By: Jeff Pollock
May 26, 2017
It’s hard to get excited about buying shares of Berkshire Hathaway, perhaps even for its founder Warren Buffett. If the company went by another name, I would be surprised to see Buffett invest in the stock himself.
Over time, Berkshire’s stock performance has been exceptional. From 1965 to 2016, shares appreciated by 20.8% per annum, representing an overall gain of 1,972,595 percent for its founding shareholders. These gains were fuelled by the 19% compounded annual growth rate in the company’s book value over this period. However, as all disclaimers read, past performance is not indicative of future growth.
There’s several reasons to hesitate before purchasing shares, namely because the massive size of the company inhibits future growth, the stock valuation is not a bargain, Buffett’s successor has yet to be named, and there are looming threats to the business model as technology evolves.
With assets now totalling more than $650 billion ($160 billion of which is invested in publicly traded stocks), and more than $96.5 billion sitting in cash and Treasury bills, investment opportunities are surely harder to come by now than before. In a letter to shareholders, Buffett once wrote that:
The giant disadvantage we face is size. In the early years, we needed only good ideas, but now we need good big ideas. Unfortunately, the difficulty of finding these grows in direct proportion to our financial success, a problem that increasingly erodes our strengths.
Beyond size, the stock trades 40% above its book value. As a rule, at or below book value is always preferable to paying a premium. However, the company is authorized to return capital to shareholders by repurchasing it own shares at or below a 20% premium to book value, suggesting that the Board too believes this valuation today doesn’t represent a bargain price.

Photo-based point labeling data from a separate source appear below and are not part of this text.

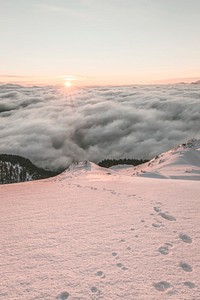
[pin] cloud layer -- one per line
(55, 126)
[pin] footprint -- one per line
(167, 216)
(162, 286)
(100, 274)
(164, 250)
(186, 267)
(169, 244)
(94, 289)
(189, 284)
(63, 296)
(121, 266)
(185, 238)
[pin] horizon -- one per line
(106, 43)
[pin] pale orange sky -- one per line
(107, 42)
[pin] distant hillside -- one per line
(14, 168)
(107, 163)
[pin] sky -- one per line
(54, 127)
(107, 42)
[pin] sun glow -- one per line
(68, 84)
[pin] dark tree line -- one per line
(15, 168)
(107, 163)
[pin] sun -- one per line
(68, 84)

As 86 years old, Buffett is receiving more and more questions about his eventual successor. Holding companies that trade at a premium to its book value do so for a reason. In the case of Berkshire, it’s because the company is run by Warren Buffett. Because of past success, his reputation within the investment industry is untouchable. As an example, beleaguered investment bank Goldman Sachs offered Buffett $5 billion of preferred shares and attached a 10% dividend yield to borrow his name as an investor during the financial crisis. Several years later, Bank of America also struck a similar deal. With its heir apparent unknown, it is impossible to know whether future capital allocation by Berkshire will involve the initiation of a dividend, if spinoffs will take place to unlock shareholder value, or if acquisitions will require the same kinds of business models currently sought by Buffett.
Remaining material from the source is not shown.